I’d like to leave behind enough of a legacy that even after my death, my work can still continue.  One thing I love about my writing is that it can actually outlive me.  That’s a conceit, but it’s a healthy one.  (Yes, that’s a line from Star Trek: TNG, and 1000 points to anyone who knows which episode.)  (Plus another 1000 points to anyone who knows the source of the 1000 points reference.)

Every year that passes, I want to leave behind a stronger legacy.  This even gives meaning to my very survival.  The longer I live, the greater the legacy I can leave behind.  I’m only 16 months along this path, but I already like what I see.  I’ve created some small ripples already, it will be nice to see where they lead.  I’ve also helped my wife get started on this path, so if she outlives me, there’s already someone to keep the work going for a while.  But ultimately I’d also like to institutionalize the work I’m doing in order to give it more of a life of its own.  And I’m certainly not the only one doing this sort of thing, but from what I can see, I’m one of the youngest.

What kind of legacy would you like to leave behind?  If you were to die today, how will your contribution to the world be remembered?  Will it be remembered at all, or will you simply be replaced like a burned out light bulb and soon forgotten?  What ripples are you creating today that have the potential to continue oscillating after you’re gone?

Your own death is something your decision about how to live needs to address.  You cannot decide how to live without also deciding how to die.  I’m not talking about whether you’re going to die of cancer or be gutted by an axe murderer.  I mean that you need to live in such a way that death will not rob your life of its meaning.  Your purpose must be so strong that even death cannot stop it.

Don’t give up!

I know it’s not easy to discover your life purpose.  It may take years for you to figure it out.  But no one who has discovered their purpose will tell you it wasn’t worth the effort.  It’s a long journey, sometimes over difficult terrain, but the rewards you will experience along the way are without equal.

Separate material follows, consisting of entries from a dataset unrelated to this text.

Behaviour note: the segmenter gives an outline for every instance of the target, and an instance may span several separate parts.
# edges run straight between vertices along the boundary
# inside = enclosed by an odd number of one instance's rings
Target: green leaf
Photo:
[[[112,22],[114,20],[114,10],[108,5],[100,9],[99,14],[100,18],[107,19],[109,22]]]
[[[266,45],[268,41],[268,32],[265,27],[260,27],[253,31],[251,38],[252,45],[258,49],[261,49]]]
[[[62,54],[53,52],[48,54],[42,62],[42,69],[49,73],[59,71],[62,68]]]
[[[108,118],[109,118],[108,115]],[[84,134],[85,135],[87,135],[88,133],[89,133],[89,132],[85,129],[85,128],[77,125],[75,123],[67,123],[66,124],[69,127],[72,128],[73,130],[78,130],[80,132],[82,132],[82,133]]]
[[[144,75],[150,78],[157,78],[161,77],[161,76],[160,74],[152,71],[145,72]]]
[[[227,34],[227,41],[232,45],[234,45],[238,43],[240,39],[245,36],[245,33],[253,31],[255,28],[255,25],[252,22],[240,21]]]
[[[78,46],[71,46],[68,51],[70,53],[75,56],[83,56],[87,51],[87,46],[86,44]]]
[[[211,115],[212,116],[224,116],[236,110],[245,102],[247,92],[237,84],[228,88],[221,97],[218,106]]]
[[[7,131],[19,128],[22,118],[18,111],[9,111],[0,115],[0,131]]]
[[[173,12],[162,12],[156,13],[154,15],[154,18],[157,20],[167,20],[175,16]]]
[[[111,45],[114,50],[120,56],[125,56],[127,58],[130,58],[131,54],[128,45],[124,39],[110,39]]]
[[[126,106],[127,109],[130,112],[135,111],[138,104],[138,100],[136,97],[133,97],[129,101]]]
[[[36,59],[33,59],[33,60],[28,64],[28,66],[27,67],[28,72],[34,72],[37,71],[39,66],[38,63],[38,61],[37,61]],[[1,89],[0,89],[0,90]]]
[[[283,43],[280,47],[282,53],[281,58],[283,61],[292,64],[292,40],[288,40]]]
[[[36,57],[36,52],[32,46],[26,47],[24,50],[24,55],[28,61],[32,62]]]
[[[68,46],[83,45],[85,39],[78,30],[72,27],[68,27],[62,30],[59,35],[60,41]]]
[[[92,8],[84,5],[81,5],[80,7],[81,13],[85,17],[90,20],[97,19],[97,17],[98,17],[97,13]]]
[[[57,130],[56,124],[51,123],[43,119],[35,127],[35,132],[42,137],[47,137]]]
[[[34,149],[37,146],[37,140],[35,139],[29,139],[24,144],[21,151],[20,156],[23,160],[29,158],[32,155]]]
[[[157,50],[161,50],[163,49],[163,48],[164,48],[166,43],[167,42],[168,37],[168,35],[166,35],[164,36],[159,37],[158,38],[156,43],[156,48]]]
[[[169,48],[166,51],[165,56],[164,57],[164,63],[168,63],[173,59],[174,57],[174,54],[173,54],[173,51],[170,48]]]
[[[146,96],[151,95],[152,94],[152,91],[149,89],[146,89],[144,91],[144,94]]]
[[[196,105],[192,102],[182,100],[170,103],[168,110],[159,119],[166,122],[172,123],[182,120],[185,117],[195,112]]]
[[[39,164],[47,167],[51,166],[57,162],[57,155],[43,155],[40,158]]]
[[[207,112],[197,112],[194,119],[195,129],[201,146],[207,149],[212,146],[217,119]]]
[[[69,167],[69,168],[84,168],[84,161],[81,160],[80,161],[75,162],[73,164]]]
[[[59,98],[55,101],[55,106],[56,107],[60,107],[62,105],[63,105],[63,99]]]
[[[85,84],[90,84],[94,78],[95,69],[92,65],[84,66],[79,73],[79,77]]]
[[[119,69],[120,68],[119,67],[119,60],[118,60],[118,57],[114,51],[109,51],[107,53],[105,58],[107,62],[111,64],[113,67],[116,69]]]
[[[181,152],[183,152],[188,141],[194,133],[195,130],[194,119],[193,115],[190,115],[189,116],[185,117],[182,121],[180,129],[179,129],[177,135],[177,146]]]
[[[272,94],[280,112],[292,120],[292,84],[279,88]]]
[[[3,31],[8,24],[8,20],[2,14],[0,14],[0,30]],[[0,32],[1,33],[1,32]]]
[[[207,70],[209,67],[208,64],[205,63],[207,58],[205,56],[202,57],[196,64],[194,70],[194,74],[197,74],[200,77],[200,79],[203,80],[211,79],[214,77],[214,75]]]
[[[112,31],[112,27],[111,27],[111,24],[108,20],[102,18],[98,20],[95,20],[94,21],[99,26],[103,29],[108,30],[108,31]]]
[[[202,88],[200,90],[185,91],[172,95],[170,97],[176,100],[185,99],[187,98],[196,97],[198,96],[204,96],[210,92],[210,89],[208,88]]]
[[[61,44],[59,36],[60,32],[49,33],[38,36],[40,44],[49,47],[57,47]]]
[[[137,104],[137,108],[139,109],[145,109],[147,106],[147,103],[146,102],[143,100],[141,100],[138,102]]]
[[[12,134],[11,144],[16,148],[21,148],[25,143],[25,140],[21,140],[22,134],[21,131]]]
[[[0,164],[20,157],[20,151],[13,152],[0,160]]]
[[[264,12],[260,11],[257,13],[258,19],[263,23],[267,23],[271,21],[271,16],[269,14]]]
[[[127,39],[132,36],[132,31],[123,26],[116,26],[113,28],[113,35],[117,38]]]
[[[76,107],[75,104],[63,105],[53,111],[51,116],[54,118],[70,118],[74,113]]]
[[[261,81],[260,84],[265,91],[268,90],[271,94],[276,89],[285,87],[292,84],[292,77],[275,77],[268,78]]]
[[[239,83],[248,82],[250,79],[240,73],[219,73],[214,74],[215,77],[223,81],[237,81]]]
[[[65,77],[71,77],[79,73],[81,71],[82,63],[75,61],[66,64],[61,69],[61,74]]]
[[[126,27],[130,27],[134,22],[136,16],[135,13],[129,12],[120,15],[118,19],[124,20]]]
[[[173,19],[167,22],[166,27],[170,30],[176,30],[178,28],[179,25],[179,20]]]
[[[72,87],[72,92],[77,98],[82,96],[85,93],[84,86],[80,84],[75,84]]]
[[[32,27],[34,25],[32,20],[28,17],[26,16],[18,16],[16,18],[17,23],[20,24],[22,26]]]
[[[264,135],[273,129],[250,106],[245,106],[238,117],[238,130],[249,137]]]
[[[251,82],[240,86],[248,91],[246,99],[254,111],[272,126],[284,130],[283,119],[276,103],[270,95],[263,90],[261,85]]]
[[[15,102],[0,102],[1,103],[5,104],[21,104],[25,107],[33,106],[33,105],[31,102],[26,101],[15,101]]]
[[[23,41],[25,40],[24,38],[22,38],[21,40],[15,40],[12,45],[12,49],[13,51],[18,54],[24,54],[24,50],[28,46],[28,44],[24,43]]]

If you don’t yet know what your purpose is, then your purpose for right now is to figure it out.

At some point you’ll hit one of those big obstacles that makes you want to give up and slink back down into low awareness living.  You’ll catch yourself thinking that maybe you should just model your life after the fictional characters you see on the TV, or perhaps you’ll long to just be “normal” and fit in like everyone else.  But that kind of life isn’t for you, and you know it.  If you’ve read this much without turning away, then your awareness is already too high for you to be happy living like the sleeping masses.  It’s time to wake up.  The bright light will hurt your eyes at first, even make your eyes water, but you’ll get used to it.  And then you’ll receive your own high-powered awareness flashlight.  And I have to tell you that it’s oodles of fun shining that thing in people’s eyes when they least suspect it… for kicks and giggles, you know.  Of course it’s great for helping people raise their awareness too.